El navegante de Jake, el cabo Erksine, nos explica cómo abordaremos el Mar de Arena, cuyo extremo oriental, deduzco de sus palabras, se encuentra sólo a cinco horas de aquí. Esta noche acamparemos temprano y mañana, a primera hora, atacaremos las primeras dunas; necesitamos sombras para poder evaluar los ascensos y las crestas. Jake no ha reunido aún a los hombres, pero éstos han deducido perfectamente nuestro objetivo. Están emocionados. Yo también. Hasta el momento no existe sensación de peligro. La escala y el aislamiento del paisaje son tan abrumadores que creo que si nos encontráramos con otros seres humanos nuestra reacción instintiva sería saludarlos e invitarlos a fumar un cigarrillo y tomar una taza de té. El vacío nos vuelve humildes. Cuando Punch, Collier u Oliphant hablan, suelen hacerlo con susurros. De repente me doy cuenta de que yo también he empezado a hacerlo.

Queridísima Rose:

Podría pensarse que en un lugar tan vacío y desprovisto de estímulos, la imaginación sería propensa a levantar el vuelo. Pero sucede justo lo contrario. La capacidad creativa se bloquea.

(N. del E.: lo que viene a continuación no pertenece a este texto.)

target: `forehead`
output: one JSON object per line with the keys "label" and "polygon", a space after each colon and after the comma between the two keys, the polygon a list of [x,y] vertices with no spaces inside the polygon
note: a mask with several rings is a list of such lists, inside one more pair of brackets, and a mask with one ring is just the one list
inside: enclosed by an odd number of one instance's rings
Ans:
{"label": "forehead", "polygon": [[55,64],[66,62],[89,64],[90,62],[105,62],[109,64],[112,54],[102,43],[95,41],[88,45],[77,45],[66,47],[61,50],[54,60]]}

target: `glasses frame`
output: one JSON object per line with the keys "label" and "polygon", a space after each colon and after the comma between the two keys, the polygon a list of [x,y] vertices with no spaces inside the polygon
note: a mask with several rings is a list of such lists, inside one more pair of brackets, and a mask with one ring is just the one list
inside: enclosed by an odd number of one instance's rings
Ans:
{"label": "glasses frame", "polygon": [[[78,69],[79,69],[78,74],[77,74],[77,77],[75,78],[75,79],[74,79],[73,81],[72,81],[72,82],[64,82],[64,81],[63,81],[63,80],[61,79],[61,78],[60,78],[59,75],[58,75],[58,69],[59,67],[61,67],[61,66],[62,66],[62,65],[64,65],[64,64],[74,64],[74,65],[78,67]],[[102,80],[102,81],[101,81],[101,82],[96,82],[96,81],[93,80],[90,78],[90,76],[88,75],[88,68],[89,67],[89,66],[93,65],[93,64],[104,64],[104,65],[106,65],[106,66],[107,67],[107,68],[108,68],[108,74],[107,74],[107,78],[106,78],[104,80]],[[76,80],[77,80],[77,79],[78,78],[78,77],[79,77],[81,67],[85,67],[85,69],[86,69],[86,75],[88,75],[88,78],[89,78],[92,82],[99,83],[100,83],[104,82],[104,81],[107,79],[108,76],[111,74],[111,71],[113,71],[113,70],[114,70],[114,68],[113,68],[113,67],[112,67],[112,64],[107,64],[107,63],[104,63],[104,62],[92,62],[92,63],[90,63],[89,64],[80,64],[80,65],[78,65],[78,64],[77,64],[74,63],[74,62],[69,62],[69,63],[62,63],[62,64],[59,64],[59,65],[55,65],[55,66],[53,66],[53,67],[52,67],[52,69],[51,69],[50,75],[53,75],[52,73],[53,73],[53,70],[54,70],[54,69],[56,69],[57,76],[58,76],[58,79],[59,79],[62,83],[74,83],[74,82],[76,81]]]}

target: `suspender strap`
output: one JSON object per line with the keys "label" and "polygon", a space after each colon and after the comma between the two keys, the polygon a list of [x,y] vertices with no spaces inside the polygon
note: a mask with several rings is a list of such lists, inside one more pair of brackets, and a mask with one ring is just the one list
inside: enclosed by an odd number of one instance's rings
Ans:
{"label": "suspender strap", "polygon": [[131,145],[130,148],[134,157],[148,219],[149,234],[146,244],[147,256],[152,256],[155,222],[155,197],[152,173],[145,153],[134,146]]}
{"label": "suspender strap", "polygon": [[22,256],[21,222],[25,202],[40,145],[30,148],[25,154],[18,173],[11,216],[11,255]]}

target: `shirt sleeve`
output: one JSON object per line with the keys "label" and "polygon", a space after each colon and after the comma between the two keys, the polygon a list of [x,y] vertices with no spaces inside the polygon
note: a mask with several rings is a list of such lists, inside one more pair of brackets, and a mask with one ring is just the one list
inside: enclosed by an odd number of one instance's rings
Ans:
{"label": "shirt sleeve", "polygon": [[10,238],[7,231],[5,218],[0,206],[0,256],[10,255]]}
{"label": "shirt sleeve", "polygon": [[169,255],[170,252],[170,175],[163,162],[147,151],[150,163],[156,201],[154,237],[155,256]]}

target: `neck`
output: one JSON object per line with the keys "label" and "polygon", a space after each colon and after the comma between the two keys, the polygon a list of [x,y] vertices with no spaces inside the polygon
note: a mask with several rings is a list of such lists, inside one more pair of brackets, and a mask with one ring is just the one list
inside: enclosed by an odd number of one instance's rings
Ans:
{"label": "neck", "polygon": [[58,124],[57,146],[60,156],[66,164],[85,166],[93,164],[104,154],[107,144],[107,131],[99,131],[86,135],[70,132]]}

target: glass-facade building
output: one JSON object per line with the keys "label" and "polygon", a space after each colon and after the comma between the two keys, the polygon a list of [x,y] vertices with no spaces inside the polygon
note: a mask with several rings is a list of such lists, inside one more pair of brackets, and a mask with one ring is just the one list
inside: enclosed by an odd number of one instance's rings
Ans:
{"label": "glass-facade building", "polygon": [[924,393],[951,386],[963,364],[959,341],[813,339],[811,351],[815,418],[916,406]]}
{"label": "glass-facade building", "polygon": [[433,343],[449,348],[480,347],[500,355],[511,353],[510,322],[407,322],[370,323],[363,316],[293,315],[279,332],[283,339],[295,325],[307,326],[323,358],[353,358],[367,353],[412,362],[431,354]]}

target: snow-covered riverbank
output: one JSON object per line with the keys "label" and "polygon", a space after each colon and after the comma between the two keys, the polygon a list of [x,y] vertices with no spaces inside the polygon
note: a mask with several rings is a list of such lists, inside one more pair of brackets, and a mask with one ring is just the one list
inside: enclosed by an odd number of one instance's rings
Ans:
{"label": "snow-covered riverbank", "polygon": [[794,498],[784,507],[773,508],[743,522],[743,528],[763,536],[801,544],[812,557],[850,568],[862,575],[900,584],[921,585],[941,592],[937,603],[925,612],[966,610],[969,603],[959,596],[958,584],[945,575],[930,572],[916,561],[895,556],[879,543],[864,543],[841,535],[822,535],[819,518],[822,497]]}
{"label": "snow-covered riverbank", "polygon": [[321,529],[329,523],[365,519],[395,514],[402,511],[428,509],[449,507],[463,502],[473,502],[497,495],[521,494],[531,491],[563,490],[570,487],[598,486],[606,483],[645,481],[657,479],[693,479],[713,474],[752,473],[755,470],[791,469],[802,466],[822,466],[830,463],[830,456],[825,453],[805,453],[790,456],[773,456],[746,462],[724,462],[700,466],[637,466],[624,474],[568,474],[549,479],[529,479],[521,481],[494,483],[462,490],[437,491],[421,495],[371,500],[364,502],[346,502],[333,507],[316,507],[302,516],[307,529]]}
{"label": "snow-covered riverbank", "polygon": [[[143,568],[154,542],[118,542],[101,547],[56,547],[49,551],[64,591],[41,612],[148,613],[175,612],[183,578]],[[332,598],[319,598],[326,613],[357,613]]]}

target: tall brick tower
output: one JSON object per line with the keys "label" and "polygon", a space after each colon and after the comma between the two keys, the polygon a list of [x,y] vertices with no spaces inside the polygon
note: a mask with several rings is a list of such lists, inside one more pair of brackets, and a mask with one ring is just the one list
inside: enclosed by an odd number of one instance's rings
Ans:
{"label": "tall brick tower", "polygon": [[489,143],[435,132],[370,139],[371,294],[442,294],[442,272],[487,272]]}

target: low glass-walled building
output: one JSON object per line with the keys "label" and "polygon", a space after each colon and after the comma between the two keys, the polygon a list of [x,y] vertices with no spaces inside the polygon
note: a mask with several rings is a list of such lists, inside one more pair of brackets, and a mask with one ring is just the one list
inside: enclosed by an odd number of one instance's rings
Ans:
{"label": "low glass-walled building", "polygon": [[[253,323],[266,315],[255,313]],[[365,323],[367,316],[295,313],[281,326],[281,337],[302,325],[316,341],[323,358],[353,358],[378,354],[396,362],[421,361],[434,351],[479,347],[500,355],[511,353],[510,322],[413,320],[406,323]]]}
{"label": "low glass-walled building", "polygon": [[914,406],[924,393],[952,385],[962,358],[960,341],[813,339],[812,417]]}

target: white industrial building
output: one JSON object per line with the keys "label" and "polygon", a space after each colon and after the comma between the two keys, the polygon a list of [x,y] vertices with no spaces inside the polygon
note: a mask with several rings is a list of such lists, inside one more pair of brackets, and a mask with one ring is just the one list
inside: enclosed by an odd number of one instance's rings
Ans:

No pienso en Rose hasta que estamos en el campamento, de noche. Jake tenía razón: aquí, uno consume toda su energía tratando de mantener la concentración.

—En este lugar, los hombres viven como reptiles —dice Punch mientras avanzamos por un tramo de gravilla a treinta kilómetros por hora, con la mirada entornada clavada en el horizonte, en busca del Mar de Arena—. Consérvelo todo, incluso el aire en los pulmones. —Me enseña a respirar por la nariz, siempre por la nariz—. Se pierde tres un litro y medio de agua al día sólo respirando.